Whatever pose I am in – which I neither remember nor care to share, since yoga is like sex, something I love but prefer to talk about only occasionally, and not in agonizing detail – requires me to slide my shoulders down, ease them back into a reasonable position somewhere away from my ears. All poses require this of me. Life requires this of me. Yet there are my shoulders, hunched and tense, crawling upward, as if they have an old witch’s curse to whisper to me. Slide the shoulders down, spread the shoulder blades, accordion the rib cage, give yourself space.

From behind I feel the teacher approach. Gently, she places one hand on my neck, the other on my shoulder. My body, muscles and joints and tendons alike, relax into something less awkward.
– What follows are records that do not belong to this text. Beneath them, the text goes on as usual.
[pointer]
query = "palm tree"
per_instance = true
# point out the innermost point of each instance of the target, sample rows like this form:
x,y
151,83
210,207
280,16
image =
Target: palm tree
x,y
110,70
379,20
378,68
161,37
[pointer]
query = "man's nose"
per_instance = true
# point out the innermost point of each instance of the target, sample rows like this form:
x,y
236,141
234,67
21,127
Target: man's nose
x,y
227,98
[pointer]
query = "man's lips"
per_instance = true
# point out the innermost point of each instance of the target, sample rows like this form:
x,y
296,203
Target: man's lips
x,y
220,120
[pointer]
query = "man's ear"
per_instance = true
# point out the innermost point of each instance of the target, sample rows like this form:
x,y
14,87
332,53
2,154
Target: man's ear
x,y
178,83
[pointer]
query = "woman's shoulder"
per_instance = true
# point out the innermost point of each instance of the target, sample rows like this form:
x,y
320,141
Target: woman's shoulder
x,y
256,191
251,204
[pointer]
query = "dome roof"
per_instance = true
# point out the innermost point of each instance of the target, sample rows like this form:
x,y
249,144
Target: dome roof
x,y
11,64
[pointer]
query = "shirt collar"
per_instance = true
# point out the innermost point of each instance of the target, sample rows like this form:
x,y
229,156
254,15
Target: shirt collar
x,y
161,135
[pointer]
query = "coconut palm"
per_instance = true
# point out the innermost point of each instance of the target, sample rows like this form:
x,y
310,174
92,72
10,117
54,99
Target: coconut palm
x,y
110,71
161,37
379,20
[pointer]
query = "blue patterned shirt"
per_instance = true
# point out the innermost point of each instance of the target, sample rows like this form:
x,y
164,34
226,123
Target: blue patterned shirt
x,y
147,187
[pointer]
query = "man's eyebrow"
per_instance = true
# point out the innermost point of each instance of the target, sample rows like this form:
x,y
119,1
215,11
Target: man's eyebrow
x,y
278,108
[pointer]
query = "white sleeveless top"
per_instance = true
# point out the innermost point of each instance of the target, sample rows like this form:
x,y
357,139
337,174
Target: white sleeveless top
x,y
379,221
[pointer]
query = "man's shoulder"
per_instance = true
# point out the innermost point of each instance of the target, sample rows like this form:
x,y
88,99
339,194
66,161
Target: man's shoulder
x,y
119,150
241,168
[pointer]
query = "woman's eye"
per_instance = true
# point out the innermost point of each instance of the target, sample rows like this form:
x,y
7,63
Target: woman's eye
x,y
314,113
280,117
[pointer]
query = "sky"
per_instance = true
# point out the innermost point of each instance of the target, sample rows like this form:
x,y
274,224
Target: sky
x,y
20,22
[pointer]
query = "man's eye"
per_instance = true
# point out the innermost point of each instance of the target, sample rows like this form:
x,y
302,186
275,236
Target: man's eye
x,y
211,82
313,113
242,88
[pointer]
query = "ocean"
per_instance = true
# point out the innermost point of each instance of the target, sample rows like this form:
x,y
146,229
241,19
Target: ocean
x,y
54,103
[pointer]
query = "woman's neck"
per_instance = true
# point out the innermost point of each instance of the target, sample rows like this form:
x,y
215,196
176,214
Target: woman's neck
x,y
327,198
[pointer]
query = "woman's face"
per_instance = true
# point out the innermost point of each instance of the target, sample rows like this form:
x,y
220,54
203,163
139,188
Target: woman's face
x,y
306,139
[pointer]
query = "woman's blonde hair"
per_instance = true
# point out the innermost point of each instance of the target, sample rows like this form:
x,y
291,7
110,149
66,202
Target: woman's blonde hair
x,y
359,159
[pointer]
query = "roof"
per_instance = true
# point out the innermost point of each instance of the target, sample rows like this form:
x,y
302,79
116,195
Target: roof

The way the teachers touch at this studio, the way they are trained to lay hands on students, is unlike anything I have experienced. I feel momentarily healed, but of what?

I try not to focus on this as I breathe into the pose, try not to get too outside my body. But as she moves her hands away and we proceed in the practice, it is my brain that untwists itself and lays me flat. I thought I wanted sex, I think to myself, but god. How much I just want someone to touch me. How long can a person live without physical affection? How are people supposed to live like this? I rearrange myself on the mat and idly wish the teacher would come back to correct me again.

It is no wonder this is the one place I spend time hoping, at some level, that I am doing something wrong.

We move through life in the company of other humans whether we want to or not. They’re on public transit, at the grocery story, in our homes, at the office. Sometimes we touch them accidentally, and it is a jolt of sensation and confusion. How many times have I jerked my hand back involuntarily when a cashier fumbles the money and touches me? How easily do I jump when I brush against a colleague? I don’t want strangers to touch me. My body is attuned mostly to certain kinds of touch, so it is ill-equipped to to interpret others beyond those it has been trained to understand.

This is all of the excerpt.